Most of these power players have their useful idiots who claim to be on the progressive side. They all share a hatred for ‘liberals’. Putin and Assad apologists, lexit and ‘blue Labour’ fans of working class racism; all take their aim at liberals first, as if Trump and Farage would go away if only some people would stop suggesting solidarity with democrats or wanting their kids to go on an Erasmus programme.
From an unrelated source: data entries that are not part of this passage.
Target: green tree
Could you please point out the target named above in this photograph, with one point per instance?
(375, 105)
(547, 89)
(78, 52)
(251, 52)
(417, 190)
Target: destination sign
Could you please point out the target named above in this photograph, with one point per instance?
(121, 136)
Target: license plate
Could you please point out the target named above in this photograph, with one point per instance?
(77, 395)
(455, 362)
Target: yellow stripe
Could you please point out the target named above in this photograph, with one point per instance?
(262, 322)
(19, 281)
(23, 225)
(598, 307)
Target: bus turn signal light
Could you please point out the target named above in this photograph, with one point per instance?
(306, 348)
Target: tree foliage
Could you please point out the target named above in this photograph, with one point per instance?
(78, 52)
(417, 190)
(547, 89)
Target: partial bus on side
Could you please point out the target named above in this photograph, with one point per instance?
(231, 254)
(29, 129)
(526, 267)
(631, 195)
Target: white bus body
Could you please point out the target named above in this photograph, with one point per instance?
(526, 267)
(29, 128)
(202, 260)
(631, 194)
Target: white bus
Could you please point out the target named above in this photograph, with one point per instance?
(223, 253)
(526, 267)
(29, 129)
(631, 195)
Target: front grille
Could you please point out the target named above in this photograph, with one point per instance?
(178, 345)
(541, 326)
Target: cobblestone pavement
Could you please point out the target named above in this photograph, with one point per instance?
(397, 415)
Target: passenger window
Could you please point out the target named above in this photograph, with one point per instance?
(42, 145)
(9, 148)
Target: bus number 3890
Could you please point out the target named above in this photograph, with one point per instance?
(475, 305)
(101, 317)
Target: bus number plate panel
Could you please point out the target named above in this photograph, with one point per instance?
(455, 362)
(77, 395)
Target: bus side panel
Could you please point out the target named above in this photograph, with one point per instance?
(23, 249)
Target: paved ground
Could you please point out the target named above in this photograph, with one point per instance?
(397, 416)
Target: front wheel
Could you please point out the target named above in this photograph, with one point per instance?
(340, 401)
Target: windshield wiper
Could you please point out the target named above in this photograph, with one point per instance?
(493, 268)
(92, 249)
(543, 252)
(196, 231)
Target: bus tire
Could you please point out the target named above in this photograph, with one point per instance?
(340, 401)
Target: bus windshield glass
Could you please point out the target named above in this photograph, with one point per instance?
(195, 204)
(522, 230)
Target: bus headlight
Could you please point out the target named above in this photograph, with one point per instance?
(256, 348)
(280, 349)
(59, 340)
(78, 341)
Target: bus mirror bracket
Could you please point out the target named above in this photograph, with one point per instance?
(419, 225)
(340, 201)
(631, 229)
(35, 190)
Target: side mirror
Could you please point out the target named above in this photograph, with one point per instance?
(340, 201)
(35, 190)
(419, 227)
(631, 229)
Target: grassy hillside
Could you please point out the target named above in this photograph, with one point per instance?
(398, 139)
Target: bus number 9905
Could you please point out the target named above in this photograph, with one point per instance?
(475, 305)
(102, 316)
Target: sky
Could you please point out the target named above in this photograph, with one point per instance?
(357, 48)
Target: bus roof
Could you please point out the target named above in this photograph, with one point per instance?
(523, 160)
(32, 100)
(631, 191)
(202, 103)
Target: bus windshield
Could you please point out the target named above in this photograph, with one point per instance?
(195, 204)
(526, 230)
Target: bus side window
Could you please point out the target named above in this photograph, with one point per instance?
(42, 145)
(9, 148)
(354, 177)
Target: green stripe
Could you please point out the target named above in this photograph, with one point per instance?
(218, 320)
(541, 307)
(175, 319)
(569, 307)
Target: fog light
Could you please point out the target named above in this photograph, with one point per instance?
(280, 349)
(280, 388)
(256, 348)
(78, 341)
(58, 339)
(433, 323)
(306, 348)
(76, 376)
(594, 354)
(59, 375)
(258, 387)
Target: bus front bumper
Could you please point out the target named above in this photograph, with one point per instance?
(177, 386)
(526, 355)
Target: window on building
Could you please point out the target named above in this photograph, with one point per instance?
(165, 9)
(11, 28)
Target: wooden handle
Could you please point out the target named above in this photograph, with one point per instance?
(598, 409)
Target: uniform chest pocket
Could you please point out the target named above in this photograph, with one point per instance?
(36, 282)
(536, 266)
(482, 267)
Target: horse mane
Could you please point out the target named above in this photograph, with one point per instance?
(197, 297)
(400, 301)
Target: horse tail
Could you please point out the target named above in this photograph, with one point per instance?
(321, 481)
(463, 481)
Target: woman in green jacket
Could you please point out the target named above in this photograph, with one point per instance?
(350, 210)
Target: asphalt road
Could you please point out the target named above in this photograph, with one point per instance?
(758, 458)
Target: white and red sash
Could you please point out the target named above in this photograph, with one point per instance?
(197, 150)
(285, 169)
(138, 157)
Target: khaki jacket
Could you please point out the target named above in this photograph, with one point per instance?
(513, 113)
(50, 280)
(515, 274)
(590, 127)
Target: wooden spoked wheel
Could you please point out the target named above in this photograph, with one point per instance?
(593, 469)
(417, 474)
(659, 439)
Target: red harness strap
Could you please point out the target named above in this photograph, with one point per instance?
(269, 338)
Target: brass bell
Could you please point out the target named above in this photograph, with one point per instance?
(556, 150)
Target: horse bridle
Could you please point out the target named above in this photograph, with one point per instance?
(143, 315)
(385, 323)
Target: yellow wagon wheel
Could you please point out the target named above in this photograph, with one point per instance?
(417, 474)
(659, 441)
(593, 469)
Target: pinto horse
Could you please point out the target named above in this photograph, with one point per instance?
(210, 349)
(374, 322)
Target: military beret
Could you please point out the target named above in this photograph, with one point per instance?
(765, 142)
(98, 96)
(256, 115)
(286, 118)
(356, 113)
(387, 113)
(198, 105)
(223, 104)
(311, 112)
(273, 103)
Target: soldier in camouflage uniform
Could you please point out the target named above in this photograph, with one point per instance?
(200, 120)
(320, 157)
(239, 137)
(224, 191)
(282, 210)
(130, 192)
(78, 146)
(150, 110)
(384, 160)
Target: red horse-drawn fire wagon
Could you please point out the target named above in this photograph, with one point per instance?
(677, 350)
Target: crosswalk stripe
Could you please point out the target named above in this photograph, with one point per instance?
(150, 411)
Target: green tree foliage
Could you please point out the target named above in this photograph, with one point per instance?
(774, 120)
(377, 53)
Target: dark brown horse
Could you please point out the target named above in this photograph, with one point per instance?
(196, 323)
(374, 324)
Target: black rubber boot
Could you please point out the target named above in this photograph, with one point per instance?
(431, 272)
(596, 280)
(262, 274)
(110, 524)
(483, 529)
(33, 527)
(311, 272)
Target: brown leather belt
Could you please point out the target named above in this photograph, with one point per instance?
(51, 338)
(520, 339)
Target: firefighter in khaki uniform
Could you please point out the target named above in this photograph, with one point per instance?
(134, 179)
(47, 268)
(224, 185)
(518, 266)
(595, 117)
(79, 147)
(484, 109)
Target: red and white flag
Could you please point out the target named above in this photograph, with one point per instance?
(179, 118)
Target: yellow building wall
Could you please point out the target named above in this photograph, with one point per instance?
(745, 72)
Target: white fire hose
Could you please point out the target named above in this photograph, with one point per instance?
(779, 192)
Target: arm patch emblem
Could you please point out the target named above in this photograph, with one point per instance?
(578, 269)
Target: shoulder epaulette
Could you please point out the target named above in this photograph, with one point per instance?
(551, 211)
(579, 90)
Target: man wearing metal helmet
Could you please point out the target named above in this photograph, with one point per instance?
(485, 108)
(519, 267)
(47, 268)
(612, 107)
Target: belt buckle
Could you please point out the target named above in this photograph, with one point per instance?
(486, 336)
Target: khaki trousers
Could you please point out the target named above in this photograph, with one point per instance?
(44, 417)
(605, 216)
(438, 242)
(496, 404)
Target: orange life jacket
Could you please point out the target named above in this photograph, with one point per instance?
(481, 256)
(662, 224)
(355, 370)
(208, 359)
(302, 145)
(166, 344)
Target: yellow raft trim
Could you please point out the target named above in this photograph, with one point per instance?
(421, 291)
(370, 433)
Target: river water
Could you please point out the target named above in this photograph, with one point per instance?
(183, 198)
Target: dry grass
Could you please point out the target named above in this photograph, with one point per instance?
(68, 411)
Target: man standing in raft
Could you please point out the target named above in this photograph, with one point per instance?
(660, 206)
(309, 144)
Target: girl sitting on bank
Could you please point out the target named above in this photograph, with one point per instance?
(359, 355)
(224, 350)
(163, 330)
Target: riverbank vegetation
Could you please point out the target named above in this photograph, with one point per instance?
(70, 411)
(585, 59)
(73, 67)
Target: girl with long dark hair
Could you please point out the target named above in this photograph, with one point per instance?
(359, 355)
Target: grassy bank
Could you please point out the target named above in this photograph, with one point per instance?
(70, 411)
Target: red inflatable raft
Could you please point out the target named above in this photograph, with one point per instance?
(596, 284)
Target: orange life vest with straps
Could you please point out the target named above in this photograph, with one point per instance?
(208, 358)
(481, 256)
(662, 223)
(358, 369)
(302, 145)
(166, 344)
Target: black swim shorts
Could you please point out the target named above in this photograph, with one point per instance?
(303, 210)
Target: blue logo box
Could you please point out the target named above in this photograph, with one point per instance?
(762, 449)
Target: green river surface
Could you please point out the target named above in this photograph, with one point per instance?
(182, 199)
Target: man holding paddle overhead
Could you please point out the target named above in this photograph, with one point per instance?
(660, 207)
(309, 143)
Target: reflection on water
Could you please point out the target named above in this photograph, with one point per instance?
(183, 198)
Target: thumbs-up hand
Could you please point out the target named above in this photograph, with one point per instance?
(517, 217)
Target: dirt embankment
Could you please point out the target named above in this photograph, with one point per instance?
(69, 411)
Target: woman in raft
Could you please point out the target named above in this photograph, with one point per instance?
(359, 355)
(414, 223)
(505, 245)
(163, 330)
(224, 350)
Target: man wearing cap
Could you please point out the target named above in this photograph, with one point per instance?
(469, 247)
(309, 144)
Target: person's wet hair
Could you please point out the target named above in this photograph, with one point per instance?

Of course many in the world have seen or are seeing even darker days than these. They share an experience of power that cannot be explained with the tools of marxist political economy. From Stalin and Hitler and Mao to Moduro and Assad and Mugabe it should have become clear that power is not simply the working of the unseen hand of capitalism; it is an end in itself. It should also be clear – to put it mildly – that we should beware of left populists baring gifts. To be blunt, political programmes that are devoid of addressing democratic deficits are poisonous.
Where are the chinks of light?
Extinction Rebellion is changing the conversation on the Climate Emergency in a way that no political party has been able or – in most cases – willing to do. Anyone can take part, and some surprising people actually do. Their central demands are ‘Tell the Truth’ and – through citizens assemblies – enable people (without a ‘the’ or a capital p) to make informed decisions through citizens assemblies.
Portugal is making some headway with a coalition that holds the Socialists’ feet to the fire. As Eunice Goes argues, the ‘secret recipe’ includes common achievable goals and ‘dialogue and more dialogue’.
Michael Chessum of Another Europe is Possible argued last week at our Conference that the Green Party was an essential ingredient in pushing Labour towards supporting a confirmatory referendum.
For Revolutionary Pluralism
Of course, we need policies for mitigating the climate emergency and for addressing inequality and poverty. I will be doing my bit as a Green Party candidate in the forthcoming election to argue for, amongst other things, a basic income for all (now fully costed), a carbon tax and a four-day week. But we must make doing something about power central to a progressive project. We must recognise that winner-takes-all systems are dangerous. And just saying you are ‘for the many, not the few’ is no guarantee that, when it comes to power, you actually mean it.
Fair votes, written constitutions, regional layers of government, committee systems for councils… international structures built on democratic foundations capable of challenging power: these things do not make for a sexy manifesto, but without them we are probably lost.